Lee Beach was our pastor for nearly ten years, and one year of that overlapped a staff position I held at the church as director of worship. He came to us after serving as an associate pastor and then interim pastor of a church just 45 minutes north. He was young, passionate and everyone just called him Lee.

Today, years later, when mentioning him to students in his university community, the honorific is always used, it’s Dr. Beach at McMaster Divinity School in Hamilton, Ontario, Canada where he serves as assistant professor of Christian ministry, director of ministry formation and teaches courses on pastoral ministry, mission, the church in culture and spirituality.

The Church in Exile - Lee BeachThe Church in Exile: Living in Hope After Christendom is made more accessible to those of us who are non-academics because of its timeliness. Because of immigration, the rise of secularism, and a decline in church membership and attendance, Christianity is losing both numbers and the influence that those metrics bring. In some communities already, Christians are no longer the majority stakeholders.

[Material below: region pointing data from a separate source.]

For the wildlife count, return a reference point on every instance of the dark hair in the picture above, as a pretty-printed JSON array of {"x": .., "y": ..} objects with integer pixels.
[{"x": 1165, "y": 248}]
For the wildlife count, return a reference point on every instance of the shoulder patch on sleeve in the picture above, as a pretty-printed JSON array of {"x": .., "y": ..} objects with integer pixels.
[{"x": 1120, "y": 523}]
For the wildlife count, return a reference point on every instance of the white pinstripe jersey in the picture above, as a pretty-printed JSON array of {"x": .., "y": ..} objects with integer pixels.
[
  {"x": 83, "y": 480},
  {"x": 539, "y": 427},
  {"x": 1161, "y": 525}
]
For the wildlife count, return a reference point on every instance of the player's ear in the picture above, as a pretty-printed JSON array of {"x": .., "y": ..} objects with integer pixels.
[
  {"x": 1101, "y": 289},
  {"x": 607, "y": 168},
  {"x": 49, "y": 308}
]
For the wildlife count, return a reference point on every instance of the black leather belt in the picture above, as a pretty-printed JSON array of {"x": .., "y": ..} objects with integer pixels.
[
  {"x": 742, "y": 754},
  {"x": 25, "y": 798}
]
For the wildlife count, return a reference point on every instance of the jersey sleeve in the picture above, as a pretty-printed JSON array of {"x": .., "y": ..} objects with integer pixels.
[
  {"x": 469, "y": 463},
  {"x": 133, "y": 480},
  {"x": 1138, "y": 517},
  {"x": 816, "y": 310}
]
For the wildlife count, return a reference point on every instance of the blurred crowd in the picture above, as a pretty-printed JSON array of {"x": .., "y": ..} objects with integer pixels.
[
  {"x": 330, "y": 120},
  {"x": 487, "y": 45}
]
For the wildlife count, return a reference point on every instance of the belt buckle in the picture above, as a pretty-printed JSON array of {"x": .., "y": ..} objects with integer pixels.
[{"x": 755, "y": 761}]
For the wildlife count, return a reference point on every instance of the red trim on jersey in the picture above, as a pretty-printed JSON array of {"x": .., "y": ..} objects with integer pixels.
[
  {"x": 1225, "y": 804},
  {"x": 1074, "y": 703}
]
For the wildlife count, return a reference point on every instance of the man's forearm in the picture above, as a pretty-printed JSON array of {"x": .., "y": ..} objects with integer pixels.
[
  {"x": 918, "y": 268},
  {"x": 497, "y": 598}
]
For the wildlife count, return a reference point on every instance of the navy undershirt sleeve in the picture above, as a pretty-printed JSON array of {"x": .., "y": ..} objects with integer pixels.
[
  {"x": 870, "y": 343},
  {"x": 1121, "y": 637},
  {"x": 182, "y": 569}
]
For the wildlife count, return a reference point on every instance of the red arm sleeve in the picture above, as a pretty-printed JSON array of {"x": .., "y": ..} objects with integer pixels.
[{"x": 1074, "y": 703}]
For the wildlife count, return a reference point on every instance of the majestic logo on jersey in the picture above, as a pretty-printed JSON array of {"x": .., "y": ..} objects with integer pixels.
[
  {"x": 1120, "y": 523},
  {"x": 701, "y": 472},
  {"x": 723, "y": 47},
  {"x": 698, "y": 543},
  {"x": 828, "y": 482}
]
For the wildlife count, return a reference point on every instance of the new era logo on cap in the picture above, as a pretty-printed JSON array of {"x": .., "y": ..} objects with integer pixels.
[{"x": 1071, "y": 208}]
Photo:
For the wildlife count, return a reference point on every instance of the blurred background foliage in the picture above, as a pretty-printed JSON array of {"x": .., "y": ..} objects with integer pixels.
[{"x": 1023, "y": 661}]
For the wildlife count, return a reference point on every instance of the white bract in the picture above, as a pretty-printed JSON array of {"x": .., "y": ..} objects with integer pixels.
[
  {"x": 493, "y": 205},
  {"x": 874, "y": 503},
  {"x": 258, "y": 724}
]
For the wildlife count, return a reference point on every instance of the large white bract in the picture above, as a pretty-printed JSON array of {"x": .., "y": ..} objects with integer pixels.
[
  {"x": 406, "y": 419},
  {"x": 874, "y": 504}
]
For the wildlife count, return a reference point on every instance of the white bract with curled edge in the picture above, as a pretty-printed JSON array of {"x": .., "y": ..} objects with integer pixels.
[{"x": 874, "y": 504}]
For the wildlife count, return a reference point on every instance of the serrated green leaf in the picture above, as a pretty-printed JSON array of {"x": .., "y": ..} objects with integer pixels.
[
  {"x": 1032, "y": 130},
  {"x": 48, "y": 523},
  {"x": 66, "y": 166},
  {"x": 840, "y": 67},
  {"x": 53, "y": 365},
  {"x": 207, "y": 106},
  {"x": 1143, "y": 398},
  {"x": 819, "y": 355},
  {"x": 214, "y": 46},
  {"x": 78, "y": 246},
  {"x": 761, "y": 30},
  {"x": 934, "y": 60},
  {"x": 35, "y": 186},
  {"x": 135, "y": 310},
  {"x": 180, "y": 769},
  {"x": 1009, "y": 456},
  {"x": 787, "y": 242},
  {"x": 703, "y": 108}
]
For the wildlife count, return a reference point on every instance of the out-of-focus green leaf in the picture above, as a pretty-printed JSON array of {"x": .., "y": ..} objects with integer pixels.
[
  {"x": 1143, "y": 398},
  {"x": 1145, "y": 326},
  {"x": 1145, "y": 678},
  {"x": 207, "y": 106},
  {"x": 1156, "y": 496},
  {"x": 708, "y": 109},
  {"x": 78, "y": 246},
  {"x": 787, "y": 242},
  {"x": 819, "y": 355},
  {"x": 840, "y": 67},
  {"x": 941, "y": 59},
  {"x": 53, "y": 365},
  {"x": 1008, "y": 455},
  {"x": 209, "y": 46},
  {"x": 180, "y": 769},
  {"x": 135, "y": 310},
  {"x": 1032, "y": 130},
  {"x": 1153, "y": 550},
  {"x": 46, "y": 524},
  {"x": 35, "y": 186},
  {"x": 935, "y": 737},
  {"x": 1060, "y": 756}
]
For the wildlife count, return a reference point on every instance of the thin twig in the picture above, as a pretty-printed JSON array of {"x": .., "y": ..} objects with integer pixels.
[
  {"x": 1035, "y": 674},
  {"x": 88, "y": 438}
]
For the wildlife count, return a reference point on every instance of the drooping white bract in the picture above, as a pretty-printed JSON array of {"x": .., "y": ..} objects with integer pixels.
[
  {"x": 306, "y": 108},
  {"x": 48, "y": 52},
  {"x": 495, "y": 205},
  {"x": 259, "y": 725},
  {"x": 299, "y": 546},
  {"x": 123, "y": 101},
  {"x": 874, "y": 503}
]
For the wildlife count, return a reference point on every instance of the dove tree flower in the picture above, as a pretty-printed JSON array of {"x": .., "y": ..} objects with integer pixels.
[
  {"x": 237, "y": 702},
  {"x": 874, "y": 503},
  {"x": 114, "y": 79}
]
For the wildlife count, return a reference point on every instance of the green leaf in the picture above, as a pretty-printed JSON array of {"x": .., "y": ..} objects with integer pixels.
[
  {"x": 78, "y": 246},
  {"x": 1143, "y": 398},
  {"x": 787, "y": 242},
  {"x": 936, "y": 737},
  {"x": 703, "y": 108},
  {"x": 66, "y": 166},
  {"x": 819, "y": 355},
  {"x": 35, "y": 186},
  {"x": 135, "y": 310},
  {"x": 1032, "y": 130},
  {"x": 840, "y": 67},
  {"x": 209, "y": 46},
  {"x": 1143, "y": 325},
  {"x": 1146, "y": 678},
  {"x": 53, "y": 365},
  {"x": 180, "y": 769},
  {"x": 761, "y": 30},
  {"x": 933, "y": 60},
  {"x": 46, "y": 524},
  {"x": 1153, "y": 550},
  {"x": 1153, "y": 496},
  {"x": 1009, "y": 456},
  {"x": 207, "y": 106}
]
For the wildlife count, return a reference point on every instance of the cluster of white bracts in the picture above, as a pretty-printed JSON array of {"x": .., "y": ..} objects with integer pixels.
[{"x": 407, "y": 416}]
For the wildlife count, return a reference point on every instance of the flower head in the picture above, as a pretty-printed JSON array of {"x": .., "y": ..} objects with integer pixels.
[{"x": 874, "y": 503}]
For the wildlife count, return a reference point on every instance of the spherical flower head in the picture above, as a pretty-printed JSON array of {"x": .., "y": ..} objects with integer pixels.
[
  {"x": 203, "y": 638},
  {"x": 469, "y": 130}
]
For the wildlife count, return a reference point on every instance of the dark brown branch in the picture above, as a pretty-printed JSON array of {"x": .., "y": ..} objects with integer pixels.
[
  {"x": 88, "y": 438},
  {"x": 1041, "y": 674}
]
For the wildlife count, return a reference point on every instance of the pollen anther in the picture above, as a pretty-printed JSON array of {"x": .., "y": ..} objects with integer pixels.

From his vantage point in Canada where religious pluralism has been normative now for several decades, Dr. Beach has a clear view of where the U.S. is heading. From his background as a Christian & Missionary Alliance pastor, he also has a heightened awareness as to the status afforded Christianity in other parts of the world.

The book is divided into two sections. The first begins in the Old Testament with a focus on those times God’s people lived in exile, or were scattered, particularly the narratives concerning Esther, Jonah, Daniel, and what’s termed the Second Temple period, where the community of the faithful seems to be diminished; a shadow of its former self. (Sound familiar?) From there, the book moves to the New Testament with particular attention to I Peter.

In the foreword, Walter Brueggemann points out that while exiles may have a sense that the present situation is temporary, the Jewish Diaspora brought with it no expectation of returning home. In other words, their placement was what we would call today ‘the new normal.’ That so well describes the church in 2015. There is no reasonable anticipation that things will go back to the way they were.

The second section builds on the theological framework of the first to turn our thoughts to the more practical concerns of being the church in the margins. How does one lead, and offer hope in such a period of decline? How does our present context govern or even shape our theological framework?  How does a vast religious mosaic affect evangelism, or one’s eligibility for inclusion or participation in church life? How do followers of Christ maintain a distinct identity?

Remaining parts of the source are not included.